In relation to the Defendant’s reliance on BBA Certificates to support StoTherm’s compliance with Building Regulations, the Judge held that “cannot be said to amount to a form of “guarantee” or “passport” to compliance with the Building Regulations”.
The Judge further determined that the costs of the waking watch were not too remote to be recoverable from the Defendant and awarded that head of claim, save for a reduction down to one fire marshal rather than the two claimed for.
Whilst not necessarily a surprising decision in the circumstances, the significance of this decision cannot be overstated and has the potential to set a longstanding precedent in future combustible cladding claims. These disputes will undoubtedly be assessed on a case-by-case basis, particularly in relation to the suitability of the remedial / replacement schemes that are undertaken.
Developers and building owners will be encouraged by the TCC’s stance on the recovery of waking watch costs as this type of precaution has been widely used.
The TCC have shown in this decision that they will take a strict view on an external wall system’s compliance with Building Regulations in force at the time of construction.

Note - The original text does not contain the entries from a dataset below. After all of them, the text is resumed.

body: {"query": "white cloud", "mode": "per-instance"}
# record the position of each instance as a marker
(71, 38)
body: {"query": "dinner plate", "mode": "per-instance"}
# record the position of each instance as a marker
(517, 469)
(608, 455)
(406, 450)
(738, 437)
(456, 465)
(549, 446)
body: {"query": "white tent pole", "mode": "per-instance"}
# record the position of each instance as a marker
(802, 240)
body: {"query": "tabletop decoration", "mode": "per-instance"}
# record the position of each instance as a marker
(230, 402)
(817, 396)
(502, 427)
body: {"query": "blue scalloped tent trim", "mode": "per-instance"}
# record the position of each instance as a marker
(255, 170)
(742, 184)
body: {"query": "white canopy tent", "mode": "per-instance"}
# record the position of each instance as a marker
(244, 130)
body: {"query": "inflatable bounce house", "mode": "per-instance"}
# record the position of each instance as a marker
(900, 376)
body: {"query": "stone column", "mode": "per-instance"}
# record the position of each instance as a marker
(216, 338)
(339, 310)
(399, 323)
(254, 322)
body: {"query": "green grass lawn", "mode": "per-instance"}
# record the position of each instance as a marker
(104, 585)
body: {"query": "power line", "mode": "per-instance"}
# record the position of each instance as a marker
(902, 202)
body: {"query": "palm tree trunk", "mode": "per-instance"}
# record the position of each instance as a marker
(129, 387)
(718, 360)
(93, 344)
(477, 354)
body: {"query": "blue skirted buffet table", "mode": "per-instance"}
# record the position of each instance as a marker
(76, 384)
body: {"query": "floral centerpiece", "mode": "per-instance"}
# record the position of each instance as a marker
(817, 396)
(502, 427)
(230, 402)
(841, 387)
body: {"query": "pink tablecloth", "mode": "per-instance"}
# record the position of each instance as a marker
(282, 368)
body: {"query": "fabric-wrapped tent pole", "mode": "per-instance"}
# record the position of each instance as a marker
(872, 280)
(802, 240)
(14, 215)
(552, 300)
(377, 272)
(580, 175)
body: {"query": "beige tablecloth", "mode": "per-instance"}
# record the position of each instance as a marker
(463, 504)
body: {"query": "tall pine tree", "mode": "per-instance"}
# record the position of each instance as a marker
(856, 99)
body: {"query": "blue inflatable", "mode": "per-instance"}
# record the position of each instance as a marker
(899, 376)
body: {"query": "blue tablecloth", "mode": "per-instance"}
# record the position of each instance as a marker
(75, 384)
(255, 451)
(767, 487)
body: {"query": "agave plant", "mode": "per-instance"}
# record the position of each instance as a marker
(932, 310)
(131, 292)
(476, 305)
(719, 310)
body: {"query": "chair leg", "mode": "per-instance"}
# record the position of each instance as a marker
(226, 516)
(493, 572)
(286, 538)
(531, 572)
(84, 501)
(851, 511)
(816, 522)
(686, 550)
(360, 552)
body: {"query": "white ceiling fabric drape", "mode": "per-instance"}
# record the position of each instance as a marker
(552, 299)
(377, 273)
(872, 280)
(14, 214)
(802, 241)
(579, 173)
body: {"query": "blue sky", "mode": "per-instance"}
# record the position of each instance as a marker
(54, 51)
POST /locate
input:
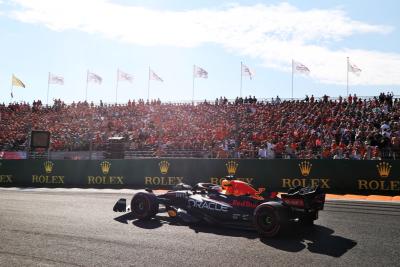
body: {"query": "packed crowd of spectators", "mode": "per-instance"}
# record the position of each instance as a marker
(342, 128)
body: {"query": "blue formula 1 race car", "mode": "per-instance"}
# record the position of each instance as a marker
(233, 204)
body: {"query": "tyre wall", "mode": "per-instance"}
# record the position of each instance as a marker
(334, 176)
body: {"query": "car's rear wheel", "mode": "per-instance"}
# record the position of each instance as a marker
(144, 205)
(267, 220)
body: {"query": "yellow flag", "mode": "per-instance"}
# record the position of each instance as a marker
(17, 82)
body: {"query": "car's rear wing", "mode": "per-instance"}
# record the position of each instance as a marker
(306, 198)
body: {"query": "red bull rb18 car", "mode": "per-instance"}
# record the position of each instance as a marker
(233, 204)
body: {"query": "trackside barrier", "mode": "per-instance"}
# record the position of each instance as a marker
(334, 176)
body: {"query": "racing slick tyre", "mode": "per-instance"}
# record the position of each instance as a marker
(144, 205)
(267, 220)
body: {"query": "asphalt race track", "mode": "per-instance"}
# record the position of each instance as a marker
(79, 228)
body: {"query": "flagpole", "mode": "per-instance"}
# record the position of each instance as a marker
(12, 96)
(48, 88)
(116, 89)
(347, 87)
(194, 67)
(292, 76)
(148, 87)
(87, 82)
(241, 77)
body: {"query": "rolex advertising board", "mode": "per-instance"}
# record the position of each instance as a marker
(334, 176)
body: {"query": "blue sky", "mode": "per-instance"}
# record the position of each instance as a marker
(69, 37)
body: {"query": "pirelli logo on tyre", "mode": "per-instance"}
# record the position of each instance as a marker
(107, 176)
(163, 178)
(385, 181)
(305, 177)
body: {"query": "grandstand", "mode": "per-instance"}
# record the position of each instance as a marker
(341, 128)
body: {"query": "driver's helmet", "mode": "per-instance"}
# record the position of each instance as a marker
(227, 186)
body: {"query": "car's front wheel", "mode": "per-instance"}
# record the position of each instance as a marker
(144, 205)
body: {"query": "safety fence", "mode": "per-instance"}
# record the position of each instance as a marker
(334, 176)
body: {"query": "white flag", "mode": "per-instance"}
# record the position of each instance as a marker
(300, 68)
(122, 76)
(200, 73)
(92, 77)
(154, 76)
(246, 71)
(56, 79)
(353, 68)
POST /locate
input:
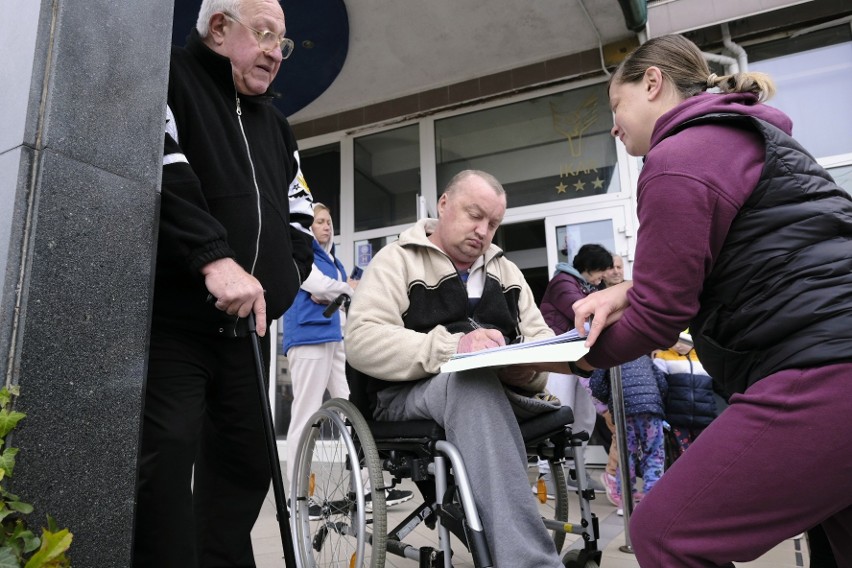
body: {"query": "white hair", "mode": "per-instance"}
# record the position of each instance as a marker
(210, 7)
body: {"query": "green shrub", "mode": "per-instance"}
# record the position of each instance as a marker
(19, 547)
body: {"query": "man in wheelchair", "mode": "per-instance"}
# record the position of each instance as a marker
(444, 288)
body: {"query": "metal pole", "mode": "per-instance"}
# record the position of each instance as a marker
(623, 453)
(272, 451)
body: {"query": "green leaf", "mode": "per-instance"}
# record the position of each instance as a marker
(8, 558)
(5, 397)
(53, 547)
(21, 507)
(8, 421)
(7, 460)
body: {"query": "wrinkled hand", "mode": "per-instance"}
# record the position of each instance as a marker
(605, 307)
(517, 375)
(480, 339)
(236, 291)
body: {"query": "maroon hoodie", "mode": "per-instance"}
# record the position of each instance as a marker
(691, 187)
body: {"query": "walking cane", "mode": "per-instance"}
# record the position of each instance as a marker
(623, 453)
(272, 450)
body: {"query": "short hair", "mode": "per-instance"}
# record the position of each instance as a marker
(592, 257)
(492, 181)
(683, 64)
(210, 7)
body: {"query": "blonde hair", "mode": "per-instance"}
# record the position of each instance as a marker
(683, 64)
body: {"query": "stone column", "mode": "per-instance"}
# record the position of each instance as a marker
(81, 133)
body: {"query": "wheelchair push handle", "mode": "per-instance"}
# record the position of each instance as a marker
(340, 301)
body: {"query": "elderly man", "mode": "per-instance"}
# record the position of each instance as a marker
(234, 228)
(444, 288)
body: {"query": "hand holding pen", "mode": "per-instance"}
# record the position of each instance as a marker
(480, 338)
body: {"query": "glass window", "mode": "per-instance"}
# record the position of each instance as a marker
(570, 238)
(367, 248)
(387, 178)
(542, 150)
(843, 176)
(321, 168)
(813, 89)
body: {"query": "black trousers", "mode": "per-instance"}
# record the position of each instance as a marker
(202, 412)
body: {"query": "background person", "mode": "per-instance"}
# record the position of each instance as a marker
(571, 282)
(234, 225)
(744, 239)
(313, 342)
(444, 288)
(690, 402)
(644, 392)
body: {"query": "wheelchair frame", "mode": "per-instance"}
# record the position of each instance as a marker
(341, 455)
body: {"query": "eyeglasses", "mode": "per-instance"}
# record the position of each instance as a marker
(266, 40)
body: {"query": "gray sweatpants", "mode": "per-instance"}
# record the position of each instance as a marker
(473, 409)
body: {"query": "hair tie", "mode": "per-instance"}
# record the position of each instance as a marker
(711, 80)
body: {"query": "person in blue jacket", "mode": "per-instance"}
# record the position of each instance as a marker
(313, 342)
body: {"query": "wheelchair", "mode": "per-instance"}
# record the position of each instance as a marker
(339, 514)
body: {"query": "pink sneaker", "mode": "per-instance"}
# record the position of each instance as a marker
(611, 486)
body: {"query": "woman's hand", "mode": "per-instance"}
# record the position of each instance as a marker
(604, 308)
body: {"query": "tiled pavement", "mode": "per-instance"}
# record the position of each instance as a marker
(268, 550)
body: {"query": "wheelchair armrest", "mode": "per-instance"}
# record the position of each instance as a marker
(544, 425)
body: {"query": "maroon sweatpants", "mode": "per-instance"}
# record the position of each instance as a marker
(777, 462)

However, we note that the Court did not have to consider any arguments as to whether the towers would have been deemed to have a sufficiently low risk of fire spread via the external wall if they had been subject to a PAS 9980-compliant fire risk appraisal.
Notwithstanding the Claimant’s success in this matter, the decision does highlight the importance of completing and passing BS-8414 testing for a contractor as the Court has indicated buildings which have not been tested in accordance with BS-8414 or BR135 are unlikely to be determined as being compliant with Building Regulations. As the Judge confirmed at paragraph 256, “in a case such as this the only way of clearly demonstrating compliance or non-compliance with the performance standard is to carry out a BS 8414-1 test”.
This statement does offer some hope for contractors that BS-8414 and BR135 test passes may be accepted by the courts as demonstrating a route to compliance with Building Regulations and therefore any contractors facing claims of this nature should ensure that they have evidence of the relevant test passes. This decision also serves as an important reminder to contractors to identify and engage with the relevant members of the supply chain whom a contractor may be able to pass all or part of any liability to as early as possible.